Building a Distributed Generic Recommender Using Scalable Data Mining Library

Building a Distributed Generic Recommender Using Scalable Data Mining Library Recommender systems produce list of recommended items through content based or collaborative or hybrid combination of these two approaches. The paper presents a generic approach for performing collaborative filtering using data mining techniques to discover relationships among users and items. Using generic model techniques a single recommender system can produce recommendations about a variety of items. The methodologies reported for development of recommender systems are not efficient for generic application.
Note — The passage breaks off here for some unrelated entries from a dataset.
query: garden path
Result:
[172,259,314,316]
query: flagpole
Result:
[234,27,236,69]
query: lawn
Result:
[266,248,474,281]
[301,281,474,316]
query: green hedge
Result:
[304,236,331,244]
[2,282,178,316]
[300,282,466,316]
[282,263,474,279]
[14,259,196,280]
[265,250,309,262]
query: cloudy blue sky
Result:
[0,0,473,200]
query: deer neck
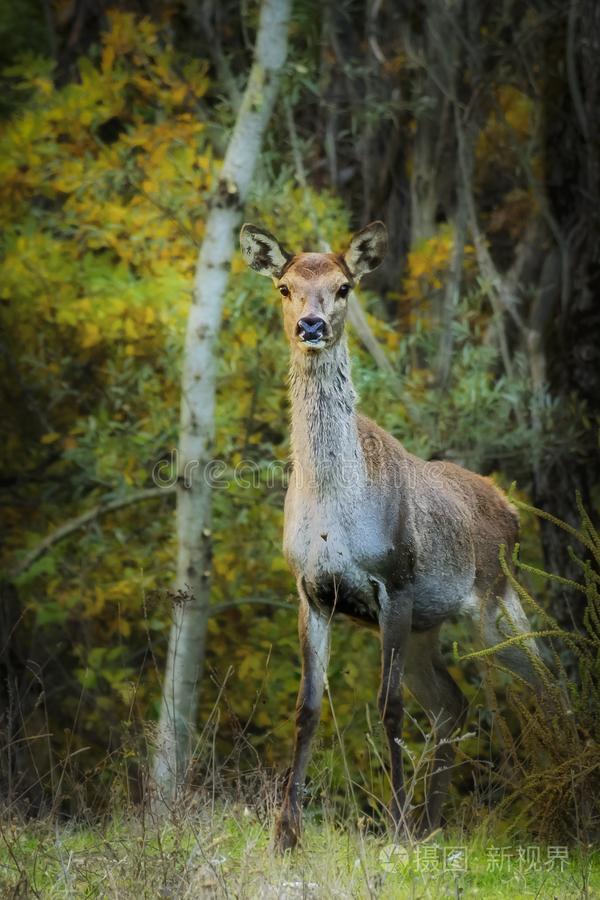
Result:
[289,338,364,496]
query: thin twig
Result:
[10,487,175,580]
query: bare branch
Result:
[10,487,175,581]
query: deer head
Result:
[240,222,387,353]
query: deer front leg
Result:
[371,579,412,836]
[275,583,329,851]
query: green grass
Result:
[0,804,600,900]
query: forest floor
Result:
[0,804,600,900]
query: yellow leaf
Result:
[81,322,101,349]
[102,46,115,72]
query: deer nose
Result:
[296,316,327,342]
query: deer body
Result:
[241,223,535,849]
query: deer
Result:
[240,221,538,851]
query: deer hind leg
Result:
[481,584,541,694]
[275,585,330,851]
[406,627,468,836]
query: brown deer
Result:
[240,222,536,850]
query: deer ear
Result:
[240,224,292,278]
[344,222,387,281]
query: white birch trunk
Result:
[153,0,291,809]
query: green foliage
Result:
[454,498,600,844]
[0,4,586,844]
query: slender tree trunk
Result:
[153,0,291,809]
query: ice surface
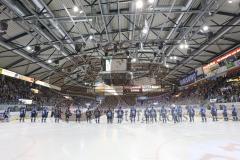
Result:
[0,119,240,160]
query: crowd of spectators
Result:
[0,75,63,105]
[165,77,240,104]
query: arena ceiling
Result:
[0,0,240,87]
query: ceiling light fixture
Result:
[73,6,79,12]
[131,58,137,63]
[26,46,32,51]
[148,0,155,4]
[136,0,143,9]
[202,25,209,32]
[47,59,52,64]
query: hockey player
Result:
[86,108,92,123]
[3,109,10,122]
[161,106,167,123]
[117,107,124,123]
[42,107,48,123]
[150,107,157,123]
[65,107,72,123]
[75,107,81,123]
[54,107,62,123]
[94,108,101,123]
[106,108,113,123]
[31,107,37,122]
[188,106,195,122]
[200,105,207,122]
[232,105,238,121]
[211,104,217,121]
[144,107,150,123]
[177,106,182,122]
[222,105,228,121]
[130,106,137,123]
[171,105,178,123]
[20,107,26,122]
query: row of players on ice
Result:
[1,105,238,123]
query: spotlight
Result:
[26,46,32,51]
[179,44,184,49]
[47,59,52,64]
[73,6,79,12]
[0,22,8,33]
[148,0,155,4]
[135,42,140,48]
[179,42,189,49]
[158,42,163,50]
[136,0,143,9]
[34,46,41,52]
[202,25,209,32]
[131,58,137,63]
[105,52,108,57]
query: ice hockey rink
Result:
[0,119,240,160]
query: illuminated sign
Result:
[203,48,240,69]
[180,72,197,85]
[0,68,61,91]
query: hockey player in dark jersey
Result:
[3,109,10,122]
[144,107,150,123]
[42,107,48,123]
[150,107,157,123]
[106,108,113,123]
[177,106,182,122]
[222,105,228,121]
[31,107,37,122]
[130,106,137,123]
[188,106,195,122]
[160,106,167,123]
[200,105,207,122]
[211,104,218,121]
[54,107,62,123]
[232,105,238,121]
[65,107,72,122]
[117,107,124,123]
[86,108,92,123]
[75,107,81,123]
[19,107,26,122]
[94,108,101,123]
[171,105,178,123]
The difference in the implementations of recommender depends upon how they analyze the big input data to recognize the similarity between users and items that indicates the relevant preferences for that user.
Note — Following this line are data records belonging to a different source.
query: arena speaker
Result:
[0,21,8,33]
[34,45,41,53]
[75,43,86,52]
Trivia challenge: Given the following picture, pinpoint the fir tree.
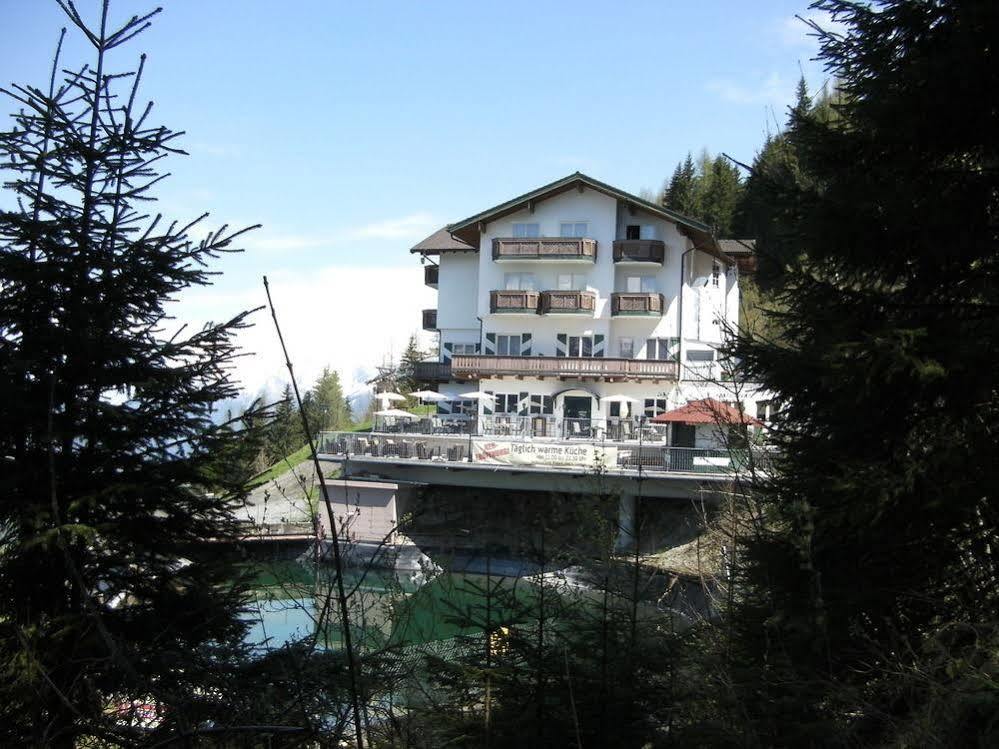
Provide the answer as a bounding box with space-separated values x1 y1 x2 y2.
309 367 350 431
396 335 425 393
730 0 999 746
0 2 274 747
Generic user based recommender works with data model encapsulating recommender input data in Apache Mahout which is extensible data mining library. The recommender system framework can use any similarity metric. We have chosen Pearson correlation because the computation would be fast. One of the parameters of user based recommender is User-Neighborhood. Fixed-size Neighborhood has the advantage that the recommendations are based on fewer similar users. Hadoop software library allows distributed processing of big data across multiple clusters of nodes. The paper describes an implementation using Apache Mahout and Hadoop and also explores feasible augmentation that can enhance efficiency of recommendation. This paper reports successful implementation of generic recommender.